On Wednesday Waikato District Health Board said it had three Covid-19 patients in Waikato Hospital, all in stable but varying conditions.
None were in the intensive care unit.
Director of Public Health Dr Caroline McElnay said the pensioner was one of two more deaths from Covid-19 yesterday, taking the total number of deaths to 11.
McElnay said the man's family could not be with him in hospital but he was supported by healthcare professionals when he died.
The other death was a woman in her 80s from the Rosewood rest home cluster in Canterbury, who died at Burwood Hospital, bring the total number of deaths from the rest home to seven.
Waikato DHB chief executive Kevin Snee said the death of the man in his 90s was the first Covid-19-related death for the Waikato community.
He said the Waikato resident was diagnosed with Covid-19 earlier in the month and admitted to hospital over Easter weekend on April 11.
Snee said staff at Waikato Hospital provided support to the man and his family to care for him during his final days.
"Our thoughts are with the family and loved ones who are bereaved at this time," he said.
"We understand their loss and the added strain that loss in this context must entail.
"The family say that the care he received at Waikato Hospital was wonderful and the family are truly grateful."
Snee said the family had asked for privacy.
Finance Minister Grant Robertson said during questioning at Friday's daily briefing, he could not imagine the difficulty of not being with a loved one when they died.
"It is a heartbreaking time for those people. These are the sacrifices New Zealanders are making so that we are making the progress we are. My sympathies go out to them."
Asked if these restrictions would relax under alert level 3, Robertson said the Government had been working on policy around compassion for the dying during lockdown.
There were eight new confirmed cases of Covid-19 today, taking the total in New Zealand to 1409.
Those results came from 4241 tests processed yesterday. More than half of the confirmed cases had now recovered.
The Matamata outbreak occurred after a St Patrick's Day party at the Redoubt Bar and Eatery before the Government banned indoor gatherings, and nine days before the lockdown began.
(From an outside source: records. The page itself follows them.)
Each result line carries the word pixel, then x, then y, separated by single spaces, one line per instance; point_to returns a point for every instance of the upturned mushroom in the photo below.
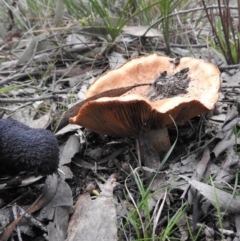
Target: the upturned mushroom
pixel 166 90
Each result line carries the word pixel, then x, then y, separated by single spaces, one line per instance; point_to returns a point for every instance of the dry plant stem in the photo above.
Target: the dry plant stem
pixel 23 100
pixel 155 222
pixel 184 12
pixel 159 139
pixel 134 203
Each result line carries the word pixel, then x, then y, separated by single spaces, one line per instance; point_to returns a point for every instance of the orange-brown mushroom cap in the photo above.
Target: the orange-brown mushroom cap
pixel 133 112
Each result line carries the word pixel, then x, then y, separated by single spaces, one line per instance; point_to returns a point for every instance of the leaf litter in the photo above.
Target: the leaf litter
pixel 202 169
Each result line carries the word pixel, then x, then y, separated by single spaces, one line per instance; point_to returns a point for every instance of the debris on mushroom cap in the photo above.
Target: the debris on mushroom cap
pixel 136 110
pixel 27 149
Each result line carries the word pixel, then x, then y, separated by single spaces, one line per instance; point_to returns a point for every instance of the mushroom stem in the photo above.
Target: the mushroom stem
pixel 159 139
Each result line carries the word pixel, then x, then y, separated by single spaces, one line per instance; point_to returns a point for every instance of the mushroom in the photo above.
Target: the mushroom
pixel 27 149
pixel 174 89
The cluster is the third biggest in the country behind a wedding in Bluff with 96 confirmed cases and Marist College in Auckland with 92 cases.
Matamata's cluster spawned 75 infections, and now one death.
The party went ahead the day after Prime Minister Jacinda Ardern announced gatherings of more than 500 people would be banned.
Two days earlier she made the decision that all visitors to the country would need to self-isolate for 14 days.
It was a few days after the party that a staff member at the bar began to feel sick.
Located in the main street of Matamata, the bar attracts tourists who have been to visit nearby Hobbiton, one of the original sets for the Lord of the Rings movie.
The Redoubt shut on March 23 ahead of the lockdown on March 26. By the next day the party had its first confirmed case of the coronavirus.
A community-based assessment centre had to be set up in Matamata to deal with the cluster after many people were driving to Te Aroha to get tested.